Ministers who have barely put a foot wrong in office (David Willetts; Owen Paterson; as well as other lesser-known figures) have been demoted or sacked, without a real reason. For some of them (such as Paterson), the only reason that makes any sense is that he was against some of Cameron's social policy (e.g. same-sex marriage). In other words, he was disloyal.
Michael Gove's demotion to Chief Whip looks like a ruthless piece of surgery. While sympathizers argue that it was right to move him from Education after becoming so unpopular with professionals, an equally-likely explanation was that Cameron never forgot (or forgave) the blistering row Gove caused with May over the "Trojan Horse" scandal. This explanation looks more likely given Cameron's reputation for never forgetting a slight or a "disloyal" remark.

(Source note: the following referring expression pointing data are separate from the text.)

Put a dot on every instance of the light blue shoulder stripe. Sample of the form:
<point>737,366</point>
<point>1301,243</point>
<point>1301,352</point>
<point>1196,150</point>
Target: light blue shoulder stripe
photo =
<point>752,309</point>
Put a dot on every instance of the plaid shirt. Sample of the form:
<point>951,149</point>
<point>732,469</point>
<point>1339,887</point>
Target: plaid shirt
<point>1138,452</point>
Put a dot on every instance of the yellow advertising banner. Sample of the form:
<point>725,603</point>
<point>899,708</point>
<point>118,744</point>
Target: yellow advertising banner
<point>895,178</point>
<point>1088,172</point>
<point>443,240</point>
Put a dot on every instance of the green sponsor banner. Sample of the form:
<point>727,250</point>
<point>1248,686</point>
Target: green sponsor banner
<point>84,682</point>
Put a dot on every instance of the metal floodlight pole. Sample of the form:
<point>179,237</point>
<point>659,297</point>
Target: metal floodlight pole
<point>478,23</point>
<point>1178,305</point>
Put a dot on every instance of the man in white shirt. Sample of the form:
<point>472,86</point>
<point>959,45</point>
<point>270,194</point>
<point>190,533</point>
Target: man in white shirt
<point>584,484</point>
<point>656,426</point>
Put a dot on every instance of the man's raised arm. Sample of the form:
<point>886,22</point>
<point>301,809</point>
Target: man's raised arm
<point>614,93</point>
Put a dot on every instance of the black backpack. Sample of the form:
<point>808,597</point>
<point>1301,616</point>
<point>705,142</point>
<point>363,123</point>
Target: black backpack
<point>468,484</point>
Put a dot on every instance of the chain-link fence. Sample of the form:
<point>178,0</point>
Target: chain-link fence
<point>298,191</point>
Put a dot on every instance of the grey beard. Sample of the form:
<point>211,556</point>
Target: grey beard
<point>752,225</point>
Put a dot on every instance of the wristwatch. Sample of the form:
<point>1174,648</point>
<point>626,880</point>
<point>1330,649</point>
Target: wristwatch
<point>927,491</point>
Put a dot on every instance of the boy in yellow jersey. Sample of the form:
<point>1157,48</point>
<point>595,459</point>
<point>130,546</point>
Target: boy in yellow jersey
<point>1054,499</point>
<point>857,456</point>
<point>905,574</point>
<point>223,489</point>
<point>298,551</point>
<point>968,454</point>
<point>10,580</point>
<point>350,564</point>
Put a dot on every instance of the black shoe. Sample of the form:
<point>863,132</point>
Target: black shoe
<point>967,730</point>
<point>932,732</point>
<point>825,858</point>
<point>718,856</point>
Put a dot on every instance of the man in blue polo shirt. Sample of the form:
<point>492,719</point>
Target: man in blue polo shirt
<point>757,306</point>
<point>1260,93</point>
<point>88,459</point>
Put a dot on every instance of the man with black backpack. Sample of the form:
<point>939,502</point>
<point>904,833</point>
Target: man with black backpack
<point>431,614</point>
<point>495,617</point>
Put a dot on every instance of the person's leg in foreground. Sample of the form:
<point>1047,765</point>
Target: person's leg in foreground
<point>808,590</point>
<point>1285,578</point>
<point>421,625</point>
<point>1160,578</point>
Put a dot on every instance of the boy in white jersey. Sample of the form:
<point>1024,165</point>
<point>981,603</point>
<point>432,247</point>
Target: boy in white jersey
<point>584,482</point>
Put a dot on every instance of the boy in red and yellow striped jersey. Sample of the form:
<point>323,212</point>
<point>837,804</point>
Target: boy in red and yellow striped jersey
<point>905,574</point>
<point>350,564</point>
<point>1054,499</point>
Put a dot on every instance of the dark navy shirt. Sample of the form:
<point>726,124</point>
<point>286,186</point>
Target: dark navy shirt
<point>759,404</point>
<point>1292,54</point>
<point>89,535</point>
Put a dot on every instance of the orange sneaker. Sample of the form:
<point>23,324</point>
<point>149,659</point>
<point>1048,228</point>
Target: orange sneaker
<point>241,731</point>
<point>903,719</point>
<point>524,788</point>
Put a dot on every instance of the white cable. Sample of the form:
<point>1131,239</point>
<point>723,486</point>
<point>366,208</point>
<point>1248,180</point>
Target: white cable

Given that there was less than a year to go till the end of the parliament, and that Gove had done all the hard work with his controversial "reforms", it makes little sense to remove him. What purpose would any new figure at Education serve, given that they would quite possibly be there for less than a year? The forced change can only have a superficial effect for the rest of the parliament; which belies Cameron's superficial intent.
Winners and losers
Considering that Cameron had up until now been so reluctant to make any significant changes to his ministerial appointments, why the sudden wielding of the butcher's knife, less than a year from a general election?
Comparisons have been made to Harold Macmillan's "night of long knives", when a third of his cabinet was sacked; Macmillan himself was ousted by his own party a year later. Similarly, the mood of ruthless desperation that clouded Thatcher's ousting of Geoffrey Howe in 1989 bears some comparison with Cameron's treatment of Gove: a clearly-able (if divisive) figure in government and in the party that has been replaced by a non-entity.

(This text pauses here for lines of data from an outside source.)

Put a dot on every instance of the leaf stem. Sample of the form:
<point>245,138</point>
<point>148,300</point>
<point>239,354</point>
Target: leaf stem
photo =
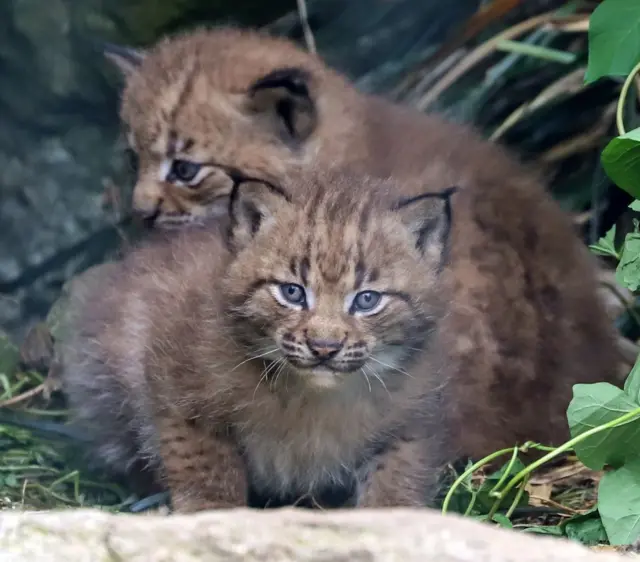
<point>629,416</point>
<point>623,98</point>
<point>468,472</point>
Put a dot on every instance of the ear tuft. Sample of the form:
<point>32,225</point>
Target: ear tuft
<point>126,59</point>
<point>252,205</point>
<point>428,218</point>
<point>284,96</point>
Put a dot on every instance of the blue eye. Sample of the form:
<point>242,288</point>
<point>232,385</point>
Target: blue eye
<point>366,301</point>
<point>184,171</point>
<point>293,293</point>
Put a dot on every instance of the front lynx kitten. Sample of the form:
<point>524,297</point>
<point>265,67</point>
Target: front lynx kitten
<point>302,347</point>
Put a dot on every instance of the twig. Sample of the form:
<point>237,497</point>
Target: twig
<point>24,396</point>
<point>556,504</point>
<point>484,50</point>
<point>306,28</point>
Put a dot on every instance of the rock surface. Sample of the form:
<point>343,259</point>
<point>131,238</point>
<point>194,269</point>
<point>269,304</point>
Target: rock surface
<point>279,535</point>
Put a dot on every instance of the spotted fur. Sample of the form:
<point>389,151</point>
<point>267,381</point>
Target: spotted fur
<point>186,357</point>
<point>526,314</point>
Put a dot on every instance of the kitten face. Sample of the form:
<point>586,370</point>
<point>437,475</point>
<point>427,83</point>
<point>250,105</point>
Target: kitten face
<point>190,116</point>
<point>338,285</point>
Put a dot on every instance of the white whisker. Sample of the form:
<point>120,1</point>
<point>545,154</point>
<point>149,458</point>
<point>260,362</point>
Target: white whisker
<point>390,366</point>
<point>272,350</point>
<point>379,378</point>
<point>265,374</point>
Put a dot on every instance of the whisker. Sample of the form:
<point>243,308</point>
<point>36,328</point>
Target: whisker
<point>379,378</point>
<point>254,357</point>
<point>281,367</point>
<point>390,366</point>
<point>266,372</point>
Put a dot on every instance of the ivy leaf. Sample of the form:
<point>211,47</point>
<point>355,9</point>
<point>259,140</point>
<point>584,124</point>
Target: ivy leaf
<point>614,39</point>
<point>9,355</point>
<point>586,528</point>
<point>632,384</point>
<point>621,161</point>
<point>593,405</point>
<point>606,245</point>
<point>553,530</point>
<point>619,503</point>
<point>628,270</point>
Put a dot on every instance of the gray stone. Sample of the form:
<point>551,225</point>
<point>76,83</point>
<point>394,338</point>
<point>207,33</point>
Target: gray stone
<point>244,535</point>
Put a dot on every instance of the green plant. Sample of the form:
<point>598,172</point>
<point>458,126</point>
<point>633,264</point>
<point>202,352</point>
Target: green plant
<point>604,420</point>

By looking at the winners and losers it is possible (if difficult) to make some sense of Cameron's motivations.
The "Greybeards" (namely, Ken Clarke and Sir George Young), as well as the "Europhiles" were the main victims to Cameron's knife, losing out to a few more Euro-sceptic figures in government: the main recipient of this was Philip Hammond being promoted from Defence to the Foreign Office; however, he is also now one of the elder members of government, having replaced William Hague.
Similarly, figures who are against Cameron's social policy have been punished (such as the high-profile Owen Paterson). Following from this, it appears the best way to be rewarded in Cameron's thinking is to be a middling Euro-sceptic who is in favour of a liberal social policy. Not surprisingly, there are very few of these types of people!

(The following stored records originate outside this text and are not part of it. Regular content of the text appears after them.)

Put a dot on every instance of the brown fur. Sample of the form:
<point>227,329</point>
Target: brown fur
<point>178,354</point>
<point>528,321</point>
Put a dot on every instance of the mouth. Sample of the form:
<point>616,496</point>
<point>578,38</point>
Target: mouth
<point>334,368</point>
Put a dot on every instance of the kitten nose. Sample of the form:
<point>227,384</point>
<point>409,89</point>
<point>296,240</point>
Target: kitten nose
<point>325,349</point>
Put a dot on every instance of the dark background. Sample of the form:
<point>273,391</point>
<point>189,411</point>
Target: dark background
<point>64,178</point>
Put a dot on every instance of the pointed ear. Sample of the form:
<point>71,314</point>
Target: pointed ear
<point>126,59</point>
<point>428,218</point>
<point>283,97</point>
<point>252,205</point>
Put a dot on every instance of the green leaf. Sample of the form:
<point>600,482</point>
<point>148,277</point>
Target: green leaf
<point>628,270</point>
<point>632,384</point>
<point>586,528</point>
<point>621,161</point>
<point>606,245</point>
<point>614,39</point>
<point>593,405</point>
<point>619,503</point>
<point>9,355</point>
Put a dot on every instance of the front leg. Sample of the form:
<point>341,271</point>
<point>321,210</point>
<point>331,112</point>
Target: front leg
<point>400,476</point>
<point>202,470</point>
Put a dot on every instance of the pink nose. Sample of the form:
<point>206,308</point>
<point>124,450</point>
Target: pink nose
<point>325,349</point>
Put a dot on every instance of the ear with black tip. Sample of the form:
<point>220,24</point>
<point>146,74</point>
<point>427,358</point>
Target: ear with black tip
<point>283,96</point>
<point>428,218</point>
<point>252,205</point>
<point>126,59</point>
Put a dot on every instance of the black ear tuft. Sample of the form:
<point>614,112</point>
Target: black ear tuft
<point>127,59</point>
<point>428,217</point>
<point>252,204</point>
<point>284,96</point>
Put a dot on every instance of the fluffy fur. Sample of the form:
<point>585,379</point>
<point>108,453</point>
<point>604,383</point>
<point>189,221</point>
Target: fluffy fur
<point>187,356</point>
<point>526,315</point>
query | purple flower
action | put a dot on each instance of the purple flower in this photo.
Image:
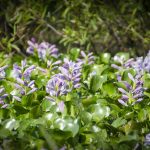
(57, 86)
(147, 140)
(3, 95)
(72, 73)
(134, 92)
(2, 71)
(61, 106)
(87, 59)
(32, 46)
(23, 71)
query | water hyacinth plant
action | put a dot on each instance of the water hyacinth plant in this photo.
(24, 85)
(44, 50)
(134, 93)
(71, 72)
(3, 95)
(86, 59)
(57, 86)
(73, 103)
(2, 72)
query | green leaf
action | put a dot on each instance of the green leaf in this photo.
(98, 69)
(67, 124)
(142, 115)
(74, 53)
(98, 112)
(11, 124)
(105, 58)
(47, 105)
(110, 89)
(96, 82)
(118, 122)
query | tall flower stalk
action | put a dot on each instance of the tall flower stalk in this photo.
(24, 85)
(3, 96)
(134, 92)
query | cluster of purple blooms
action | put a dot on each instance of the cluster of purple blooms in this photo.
(140, 64)
(3, 96)
(2, 72)
(44, 49)
(65, 81)
(23, 84)
(147, 140)
(86, 59)
(134, 92)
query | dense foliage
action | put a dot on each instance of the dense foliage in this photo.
(97, 25)
(77, 101)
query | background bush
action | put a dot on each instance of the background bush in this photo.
(97, 25)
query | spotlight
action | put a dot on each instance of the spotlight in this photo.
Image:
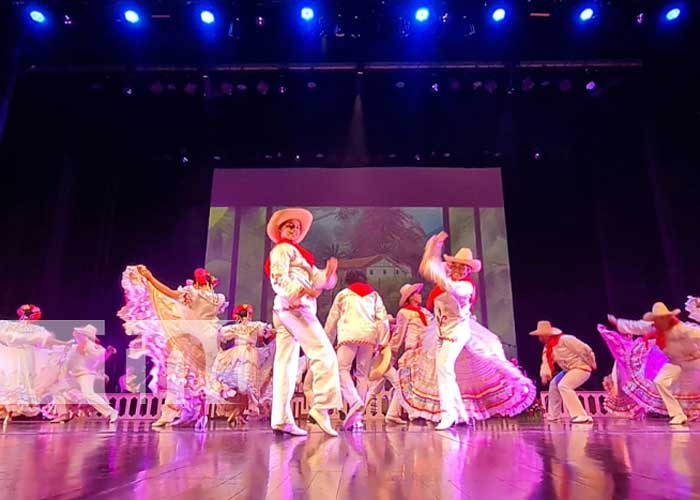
(263, 87)
(498, 15)
(207, 17)
(422, 14)
(307, 14)
(227, 88)
(672, 14)
(132, 16)
(586, 14)
(37, 16)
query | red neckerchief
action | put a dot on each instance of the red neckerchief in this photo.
(361, 289)
(660, 335)
(308, 256)
(418, 310)
(437, 291)
(549, 350)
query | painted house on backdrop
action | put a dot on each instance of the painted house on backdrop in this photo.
(385, 274)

At a superficial level, the main benificiaries of this reshuffle have been younger women; but again, this is clearly only at a superficial level. Given that many of the promotions are of middling rank in any case (the most high-profile being Gove's replacement, Nicky Morgan), the effect on government is truthfully meaningless.
The main purpose that these changes serve are to get politically get rid of figures that are not fully loyal to Cameron's "vision" - whatever that is. The ministers that have remained in place are the Osborne, May, Jeremy Hunt, and Iain Duncan Smith. The latter, it is worth mentioning, allegedly put up a great fight to keep his job; which just goes to show that Cameron can be as weak at one moment as he can be ruthless the next.
The fact that Hunt and IDS remain in their places says much about Cameron's value of putting loyalty (ideological as well as personal) above competence or popularity. IDS has presided over a chaotic and disgraceful welfare "reform" programme, while Jeremy Hunt's loyal (if cringe-worthy) performance during the Murdoch scandal has been rewarded with a secure place at the high table of government.
After all this, what does it tell us about what Cameron is thinking? Cameron's "vision" is as superficial and meaningless as the appointments he has made with this latest reshuffle. It tells us that Cameron simply wants to be surrounded by figures that will not intellectually or politically challenge him.
His "vision" as such is an mutually-incompatible mess of ideas: to be socially liberal towards the gay community, but harsh and uncompromising towards the welfare state; to appear Euro-sceptic on one hand, but sell off national assets to European states on the other.
It is no wonder that Ukip are holding on to a solid bloc of the electorate; they are the one party that seems absolutely sure what its main philosophy is. Judging from the meaning of this reshuffle, Cameron's only philosophy seems to be self-preservation.